The Indiana Court of Appeals declined Wednesday to accept a formerly incarcerated man’s argument that a trial court abused its discretion in denying his motion to dismiss charges against him under the speedy-trial rule.
In Jaron Leekingdus Ratliff v. State of Indiana, 18A-CR-02387, police arrested and charged Jaron Ratliff with two counts of Class A felony dealing in cocaine after he allegedly sold the drug to confidential informants.
Ratliff and his counsel never showed up to either of his pretrial hearings, and a warrant was eventually issued for Ratliff’s arrest. When Ratliff again failed to show at his scheduled trial date, a third party informed the court that Ratliff was in jail and that he was “going to be there for a while.”

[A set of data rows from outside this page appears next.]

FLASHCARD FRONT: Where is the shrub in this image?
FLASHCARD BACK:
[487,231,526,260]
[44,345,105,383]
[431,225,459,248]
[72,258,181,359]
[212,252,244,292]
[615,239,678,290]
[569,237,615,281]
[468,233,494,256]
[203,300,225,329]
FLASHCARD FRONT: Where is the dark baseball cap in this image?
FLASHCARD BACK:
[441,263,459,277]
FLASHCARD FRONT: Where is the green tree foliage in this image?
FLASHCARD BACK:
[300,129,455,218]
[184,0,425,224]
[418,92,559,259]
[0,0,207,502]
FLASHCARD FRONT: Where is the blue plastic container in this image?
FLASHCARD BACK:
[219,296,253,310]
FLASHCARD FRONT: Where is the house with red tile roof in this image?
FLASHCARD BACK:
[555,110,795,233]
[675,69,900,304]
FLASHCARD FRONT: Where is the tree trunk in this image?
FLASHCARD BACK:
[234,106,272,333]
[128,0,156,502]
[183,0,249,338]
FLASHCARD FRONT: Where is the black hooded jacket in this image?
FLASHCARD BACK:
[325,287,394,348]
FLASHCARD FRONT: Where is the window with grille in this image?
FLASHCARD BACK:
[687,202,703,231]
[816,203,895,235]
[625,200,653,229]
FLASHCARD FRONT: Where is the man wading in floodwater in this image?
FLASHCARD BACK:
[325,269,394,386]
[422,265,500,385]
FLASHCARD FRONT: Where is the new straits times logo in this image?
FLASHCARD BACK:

The jury trial was canceled, and a status conference was rescheduled four years later. Just two days before his pretrial conference, Ratliff filed a motion for discharge pursuant to Indiana Criminal Rule 4(C), but the trial court denied his motion.
An Indiana Court of Appeals panel accepted interlocutory review of the case and affirmed the trial court’s decision, finding no abuse of discretion in its denial of Ratliff’s motion for discharge pursuant to C.R. 4(C). Specifically, it concluded Ratliff’s failure to communicate in writing with the trial court regarding his incarceration was primarily responsible for the delay in his prosecution.
Relying on the circumstances in Allen v. State, 51 N.E.3d 1202 (Ind. 2016), Ratliff asserted that the trial court in his own case similarly abused its discretion when it denied Ratliff’s motion for discharge because the state and the trial court did not bring him to trial within a “reasonable time.”
The appellate panel disagreed, finding Allen distinguishable from the facts in Ratliff’s case because the trial court in Allen received notice from Allen that he was incarcerated. Differently, Ratliff did not give any form of written notice to the trial court.
“Instead, the facts in Werner v. State, 818 N.E.2d 26 (Ind. Ct. App. 2004), on which the trial court relied, are analogous to Ratliff’s circumstances,” Judge Melissa May wrote for the panel, referring back to the third party’s announcement that Ratliff was in jail at the time of his scheduled trial date.
“Ratliff did not communicate with the trial court to indicate his whereabouts until approximately four years after that statement. Guided by the holding in Werner, we conclude the trial court did not abuse its discretion when it denied Ratliff’s motion to discharge pursuant to C.R. 4(C),” May wrote.
“Additionally, since the delay was attributable to Ratliff’s actions and he has not demonstrated prejudice from the delay, the trial court’s decision did not violate his Sixth Amendment right to a speedy trial,” the panel concluded.